Autoimmunity incidence on the rise in U.S.


Autoimmunity, a condition in which the body's immune system reacts with components of its own cells, appears to be increasing in the United States, according to new research from the National Institutes of Health published in the journal Arthritis and Rheumatology.

In the study, the researchers found that the prevalence of antinuclear antibodies (ANA), the most common biomarker of autoimmunity, was significantly increasing in the U.S. overall and particularly in certain groups. These groups include males, non-Hispanic whites, adults 50 years and older, and adolescents.

The study included 14,211 participants, 12 years and older, in the U.S. National Health and Nutrition Examination Survey (NHANES). The scientists used immunofluorescence, a technique that uses fluorescent dye to visualize antibodies, to examine the frequencies of ANAs in subjects from three time periods. They found that ANA prevalence for 1988 through 1991 was 11 percent, while for 1999 through 2004 it was 11.5 percent, and for 2011 through 2012 it was 15.9 percent. These percentages corresponded to 22, 27, and 41 million affected individuals, respectively.

Of the four demographic groups that displayed considerable ANA increases, findings in the adolescent group were the most worrisome to the research team. Young people, ages 12-19, had the largest ANA increases in the study, going from a two-fold to a three-fold increase over the three timeframes.

The researchers said they want to know why they are seeing these changes in autoimmunity in each of the groups, but especially in teenagers. Since people have not changed much genetically during the past 30 years, the scientists suggest that changes in lifestyle or the environment may be involved in ANA increases, the researchers said.

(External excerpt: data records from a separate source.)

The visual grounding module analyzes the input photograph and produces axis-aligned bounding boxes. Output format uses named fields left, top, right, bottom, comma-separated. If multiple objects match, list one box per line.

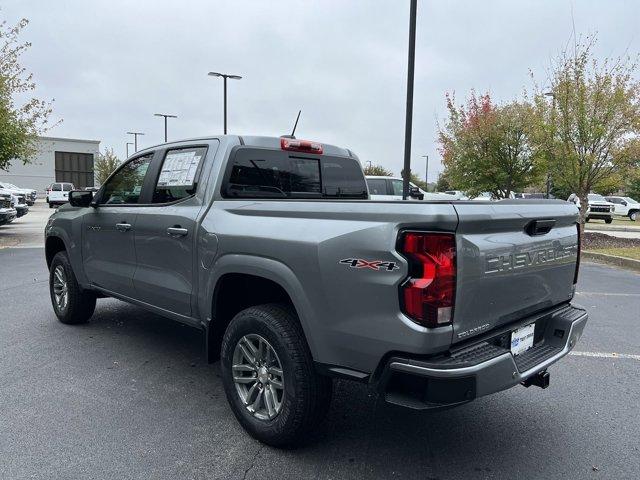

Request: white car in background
left=567, top=193, right=614, bottom=223
left=47, top=182, right=75, bottom=208
left=366, top=175, right=452, bottom=201
left=0, top=182, right=38, bottom=205
left=604, top=196, right=640, bottom=222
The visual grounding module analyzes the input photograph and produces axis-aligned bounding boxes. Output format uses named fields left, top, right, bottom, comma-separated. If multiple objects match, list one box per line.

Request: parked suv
left=47, top=182, right=75, bottom=208
left=45, top=135, right=587, bottom=446
left=567, top=193, right=614, bottom=223
left=605, top=197, right=640, bottom=222
left=0, top=182, right=38, bottom=206
left=0, top=190, right=17, bottom=225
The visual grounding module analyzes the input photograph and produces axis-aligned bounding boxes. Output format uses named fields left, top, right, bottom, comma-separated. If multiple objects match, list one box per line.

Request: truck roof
left=136, top=135, right=358, bottom=159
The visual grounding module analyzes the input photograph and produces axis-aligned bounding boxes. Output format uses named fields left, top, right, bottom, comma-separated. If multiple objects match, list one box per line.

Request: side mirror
left=69, top=190, right=93, bottom=207
left=409, top=187, right=424, bottom=200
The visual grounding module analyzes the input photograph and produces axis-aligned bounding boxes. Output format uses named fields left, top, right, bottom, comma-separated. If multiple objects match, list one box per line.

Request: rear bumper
left=379, top=305, right=588, bottom=409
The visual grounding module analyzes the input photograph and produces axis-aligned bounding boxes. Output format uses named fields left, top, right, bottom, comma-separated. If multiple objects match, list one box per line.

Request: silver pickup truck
left=45, top=135, right=587, bottom=446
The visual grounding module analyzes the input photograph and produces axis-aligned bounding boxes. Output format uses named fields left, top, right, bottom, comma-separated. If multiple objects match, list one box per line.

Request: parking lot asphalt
left=0, top=198, right=54, bottom=248
left=0, top=248, right=640, bottom=480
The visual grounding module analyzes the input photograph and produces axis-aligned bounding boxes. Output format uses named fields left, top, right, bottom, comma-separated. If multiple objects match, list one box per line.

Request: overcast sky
left=0, top=0, right=640, bottom=180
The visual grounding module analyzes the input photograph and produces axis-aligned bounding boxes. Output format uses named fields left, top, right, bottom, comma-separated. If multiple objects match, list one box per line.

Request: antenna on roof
left=280, top=110, right=302, bottom=138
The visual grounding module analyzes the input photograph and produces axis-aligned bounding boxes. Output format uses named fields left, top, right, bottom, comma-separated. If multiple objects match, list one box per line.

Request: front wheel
left=49, top=252, right=96, bottom=324
left=221, top=304, right=332, bottom=447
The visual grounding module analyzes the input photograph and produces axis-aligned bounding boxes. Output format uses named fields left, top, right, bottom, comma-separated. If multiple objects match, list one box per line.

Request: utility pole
left=153, top=113, right=178, bottom=143
left=209, top=72, right=242, bottom=135
left=127, top=132, right=144, bottom=152
left=422, top=155, right=429, bottom=192
left=402, top=0, right=418, bottom=200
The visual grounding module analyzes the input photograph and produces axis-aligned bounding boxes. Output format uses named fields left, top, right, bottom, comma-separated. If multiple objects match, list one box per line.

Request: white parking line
left=569, top=351, right=640, bottom=361
left=576, top=292, right=640, bottom=297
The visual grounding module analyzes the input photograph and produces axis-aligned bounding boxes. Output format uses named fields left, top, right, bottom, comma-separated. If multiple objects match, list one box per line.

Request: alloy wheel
left=231, top=334, right=285, bottom=420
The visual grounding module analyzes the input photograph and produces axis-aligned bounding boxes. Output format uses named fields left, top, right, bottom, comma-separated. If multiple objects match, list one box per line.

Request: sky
left=0, top=0, right=640, bottom=181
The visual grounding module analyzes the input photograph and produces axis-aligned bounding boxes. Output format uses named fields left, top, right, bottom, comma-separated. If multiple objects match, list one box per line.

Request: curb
left=584, top=227, right=640, bottom=233
left=581, top=250, right=640, bottom=272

Determining whether autoimmune diseases are increasing in prevalence requires a clinical evaluation, which was not performed in this study. Nevertheless, ANA are commonly seen in patients with these conditions and similar autoimmune disorders. Darryl Zeldin, MD, study co-author and NIEHS scientific director, in a statement. He said the researchers hope that a national registry of autoimmune diseases will be established so that they can examine changes over time, define geographic hotspots, and eventually understand what is causing them.

"Hopefully, this… study will stimulate further research on the environmental factors related to the apparent increased prevalence of autoimmune diseases," Zeldin said.